I’ve been reading Bill Dedman’s Empty Mansions, which tells the story of the heiress Huguette Clark. I marvel that she was able to withdraw from the world and live for fifty or more years in seclusion, that she had so much wealth that she was insulated, apparently, from the worries that may plague ordinary people. It were as if her ample means enabled her to live a completely peaceful life, undisturbed by the annoyances of social discourse. She lived as a recluse.
The writer’s life is necessarily isolated. One can’t be highly engaged with people and write. My own writing is easily disrupted, and of late, more disrupted by mundane matters of day-to-day living. These can derail creativity, which exists as a dormant seed that only germinates under certain conditions. I have longed for the means to live as a recluse. Not lavishly, but with means sufficient to never read job ads or ponder how to craft a resume to attract the attention of a possible employer.

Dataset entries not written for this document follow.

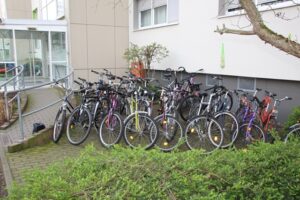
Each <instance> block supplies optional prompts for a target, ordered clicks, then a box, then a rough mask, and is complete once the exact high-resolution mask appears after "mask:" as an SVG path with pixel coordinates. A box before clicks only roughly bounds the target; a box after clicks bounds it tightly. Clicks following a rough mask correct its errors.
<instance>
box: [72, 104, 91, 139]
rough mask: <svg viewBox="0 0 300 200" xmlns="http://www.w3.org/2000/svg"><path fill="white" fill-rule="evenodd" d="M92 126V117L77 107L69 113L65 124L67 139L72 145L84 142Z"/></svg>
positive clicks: (88, 133) (84, 108) (80, 108)
mask: <svg viewBox="0 0 300 200" xmlns="http://www.w3.org/2000/svg"><path fill="white" fill-rule="evenodd" d="M91 126H92V116H91V113H90V111H89V110H88V109H86V108H84V107H82V106H79V107H77V108H75V109H74V111H73V112H72V113H71V115H70V117H69V119H68V123H67V138H68V140H69V142H70V143H71V144H73V145H79V144H81V143H83V142H84V141H85V139H86V138H87V136H88V135H89V133H90V130H91Z"/></svg>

These two thoughts are balanced with yet another perspective. I’ve also been reading the Dalai Lama. In How to Practice he states: To create the foundation for a potential spiritual state devoid of suffering and limitation, we need to engage in the following practice:
- Identify the ten nonvirtues.
- Identify the ten virtues (which are the opposite of those nonvitues).
- Abandon the former and adopt the latter.
One of the verbal nonvirtues is senseless chatter. It all sounds so simple and within reach. I wonder where blogs figure in this.